The LBMA, a standards setting body for the industry, says the 34 analysts polled are divided on the paths that precious metal prices will take in 2018:
“Opinions differ as to the level of US real interest rates, the likely impact of geopolitical factors and the pace of global economic growth. Our contributors are divided as to what will have the greater impact and hence we have received forecasts for gold as high as $1,510 and as low as $1,120 and it’s a similar story for the other metals.”

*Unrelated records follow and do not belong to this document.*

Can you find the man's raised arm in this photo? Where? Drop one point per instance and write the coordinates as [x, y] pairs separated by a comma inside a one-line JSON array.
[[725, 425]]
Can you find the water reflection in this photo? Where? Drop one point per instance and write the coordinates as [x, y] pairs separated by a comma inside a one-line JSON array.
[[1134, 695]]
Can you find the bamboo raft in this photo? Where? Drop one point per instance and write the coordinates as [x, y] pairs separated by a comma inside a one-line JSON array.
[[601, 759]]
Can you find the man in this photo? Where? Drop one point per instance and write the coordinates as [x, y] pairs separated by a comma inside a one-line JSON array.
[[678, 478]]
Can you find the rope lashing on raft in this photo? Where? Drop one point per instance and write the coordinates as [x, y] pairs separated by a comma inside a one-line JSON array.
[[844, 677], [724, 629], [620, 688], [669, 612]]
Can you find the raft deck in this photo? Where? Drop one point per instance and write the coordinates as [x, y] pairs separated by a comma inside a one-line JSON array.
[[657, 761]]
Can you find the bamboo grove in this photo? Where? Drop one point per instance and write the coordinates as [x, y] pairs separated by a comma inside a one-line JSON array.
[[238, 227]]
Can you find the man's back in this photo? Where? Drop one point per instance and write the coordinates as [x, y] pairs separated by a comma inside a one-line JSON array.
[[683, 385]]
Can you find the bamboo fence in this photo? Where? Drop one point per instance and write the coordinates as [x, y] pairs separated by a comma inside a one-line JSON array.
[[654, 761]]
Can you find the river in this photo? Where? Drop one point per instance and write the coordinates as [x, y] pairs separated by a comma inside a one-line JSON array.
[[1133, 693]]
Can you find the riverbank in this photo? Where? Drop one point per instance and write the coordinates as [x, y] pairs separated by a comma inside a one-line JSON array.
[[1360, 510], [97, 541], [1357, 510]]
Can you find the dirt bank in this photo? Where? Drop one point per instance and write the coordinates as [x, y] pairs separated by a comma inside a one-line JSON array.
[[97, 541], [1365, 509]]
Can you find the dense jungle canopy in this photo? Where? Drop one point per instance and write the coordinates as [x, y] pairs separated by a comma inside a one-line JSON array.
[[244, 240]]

While gold is predicted to trade in a wide band in 2018 year the average of $1,318 a troy ounce is not far off Friday’s levels. Gold was under pressure in New York on Friday with metal for delivery in April exchanging hands for $1,332, down $16 on the day as bond yields in the US spike to four year highs.
Rhona O’Connel of Thomson Reuters GFMS is the only analyst to see a spike above the $1,500 mark but for an average over the course of the year Adam Williams of Metal Bulletin and Frederic Panizutti of MKS, a refiner, are the most bullish with predictions of a $1,365 average.
Last year’s winner Bart Melek of TD Securities who came within a dollar of 2017’s average gold price ($1,257) forecasts a high for gold of $1,433, a dip to just below $1,200 and an average of $1,313.
The winner of the 2015 competition, Bernard Dahdah of French investment bank Natixis, is a notable bear and predicts gold to fall as low as $1,120 and a average $90 an ounce below current prices. Robin Bhar of Société Générale is the most pessimistic about bullion’s average value in 2018 – $1,215.
Ross Norman of Sharps Pixley, London’s top bullion broker, forecasts a tight range for gold; $1,260 on the downside, a $1,400 high and $1,358 average. Norman has been the most accurate forecaster in recent years coming in as the outright winner five times and a runner up four times.
Silver is forecast to increase by 4% in 2018 to average $17.81 an ounce. Forecasters are bullish about the prospects for platinum which is predicted to add 3.1% on average while high-flying palladium – last year’s best performing precious metal alongside rhodium, will ease back to $1,080 during the year, a $80 premium to sister metal platinum’s annual average.